In essence, we end up with a “damned if you do or damned if you
don’t” scenario.
And it is also a lose-lose situation for politicians of both
parties. If consumer spending increases, we experience positive
economic growth even though our level of savings as a whole gets
tanked. If the reverse happens, that is consumer spending declines,
economic growth is stunted even though Americans are putting their
money in a better place than at a cash register. Accordingly,
politicians will then clamor for more consumer spending and provide
incentives to encourage it.
From a political point of view, there is not a feasible way to solve
this dilemma without suffering repercussions from an opposition
party and the media. In some ways, it is almost better to do nothing
and let the chips fall where they may.
One possible way to increase savings is to simply allow bigger
contributions that people can put into tax deferred retirement
plans. This incentive helps people with larger incomes but it has
little impact on the smaller wage earners that do not already max
out their contributions.
But in all reality, the culture of consumerism and materialism is
the real culprit but it remains the least addressed.
Americans in general don’t like to be preached to even with a
secular gospel although they don’t mind the slick TV ads promoting
impulse buying and commercialism. As a result, it is easier to
escape personal responsibility and blame someone else like high
interest credit card companies and sub-prime creditors.

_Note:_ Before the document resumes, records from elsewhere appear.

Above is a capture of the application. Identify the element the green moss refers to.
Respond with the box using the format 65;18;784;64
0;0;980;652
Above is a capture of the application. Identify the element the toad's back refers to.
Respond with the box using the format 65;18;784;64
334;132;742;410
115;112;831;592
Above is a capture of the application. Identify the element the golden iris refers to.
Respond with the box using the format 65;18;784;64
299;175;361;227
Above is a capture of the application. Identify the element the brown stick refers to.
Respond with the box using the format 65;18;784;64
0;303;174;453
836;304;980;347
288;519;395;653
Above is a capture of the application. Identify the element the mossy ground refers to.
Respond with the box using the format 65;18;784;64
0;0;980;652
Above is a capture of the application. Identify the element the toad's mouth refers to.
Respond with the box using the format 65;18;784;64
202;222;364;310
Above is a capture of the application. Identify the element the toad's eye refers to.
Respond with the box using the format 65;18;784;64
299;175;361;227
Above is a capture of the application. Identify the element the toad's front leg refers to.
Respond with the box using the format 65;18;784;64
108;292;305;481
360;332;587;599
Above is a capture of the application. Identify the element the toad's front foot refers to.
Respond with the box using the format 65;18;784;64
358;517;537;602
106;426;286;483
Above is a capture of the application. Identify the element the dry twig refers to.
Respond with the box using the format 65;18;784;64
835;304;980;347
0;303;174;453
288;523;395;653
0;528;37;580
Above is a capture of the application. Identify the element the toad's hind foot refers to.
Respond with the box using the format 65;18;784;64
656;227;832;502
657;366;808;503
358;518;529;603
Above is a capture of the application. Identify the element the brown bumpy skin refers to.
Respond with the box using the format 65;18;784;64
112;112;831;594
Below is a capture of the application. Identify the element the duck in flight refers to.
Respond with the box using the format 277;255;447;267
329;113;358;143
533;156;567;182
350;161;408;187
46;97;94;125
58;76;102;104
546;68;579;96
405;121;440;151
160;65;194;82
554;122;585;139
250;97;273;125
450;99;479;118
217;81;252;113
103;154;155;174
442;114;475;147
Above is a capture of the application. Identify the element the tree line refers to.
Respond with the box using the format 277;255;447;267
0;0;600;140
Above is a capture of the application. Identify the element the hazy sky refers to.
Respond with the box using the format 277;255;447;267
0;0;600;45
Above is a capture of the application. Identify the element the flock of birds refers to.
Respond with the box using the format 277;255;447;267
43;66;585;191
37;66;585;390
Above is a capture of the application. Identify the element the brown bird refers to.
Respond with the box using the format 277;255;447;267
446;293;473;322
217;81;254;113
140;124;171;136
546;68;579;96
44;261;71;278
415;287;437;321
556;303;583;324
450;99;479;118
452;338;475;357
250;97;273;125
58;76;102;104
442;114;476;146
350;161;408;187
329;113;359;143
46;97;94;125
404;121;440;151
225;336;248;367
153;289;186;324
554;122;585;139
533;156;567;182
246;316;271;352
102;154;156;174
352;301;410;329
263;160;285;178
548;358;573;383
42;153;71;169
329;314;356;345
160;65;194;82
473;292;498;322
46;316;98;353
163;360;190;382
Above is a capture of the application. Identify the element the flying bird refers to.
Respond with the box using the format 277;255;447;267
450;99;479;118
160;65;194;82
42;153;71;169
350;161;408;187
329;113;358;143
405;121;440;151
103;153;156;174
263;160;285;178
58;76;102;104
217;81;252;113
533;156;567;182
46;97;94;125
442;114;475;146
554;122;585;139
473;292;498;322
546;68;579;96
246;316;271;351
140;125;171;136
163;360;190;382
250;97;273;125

Yes, these predators have easy terms in which just about anyone can
be approved. Yes, they also have outrageous interest rates but
nobody put a gun to your head to force you to buy a 42-inch high
definition plasma screen TV. Nobody forced you to max out your
credit cards or put new electronics in your house. The consumer, not
the creditor, made these decisions even though the consumer often
blames the creditor for too much debt.
However, I have to admit that I am a paycheck to paycheck person.
And yes, I too have fallen victim to being under too much debt.
However, I feel that I victimized myself instead of being victimized
by the credit card companies. I only have myself to blame and I
accept that responsibility. But most importantly, I recognize that
whatever condition I am in now does not mean I have to remain in it.
And I think that this is the real beauty of responsibility because
you are in charge of your own destiny and you can make your own
decisions about your financial future.
But perhaps the hardest thing to do is to break the cycle of
materialism especially if you are already comfortable with a certain
lifestyle even though it is beyond your means. I have been there and
it isn’t easy overcome but it has to be done.
In order to obtain wealth, you have to have something that produces
it. And that is perhaps the most important lesson that I remember
from one of my tax law classes in which my professor explained that,
with few exceptions like professional athletes or movie stars, rich
people are not wage earners. Rich people derive their income from
dividends and interests. In other words, rich people don’t work for
a living.
Unless you are willing to put money into savings and investments,
then you are not going to be able to have your money working for
you, especially when it comes to retirement.
And retirement is perhaps the greatest incentive to vigorously save
and invest money. Too many people don’t take retirement planning
seriously expecting that either the government or the Retirement
Fairy will do it for them. But planning for a retirement remains as
perhaps the most feasible way to encourage people to save and invest
money. And it has the least political fallout.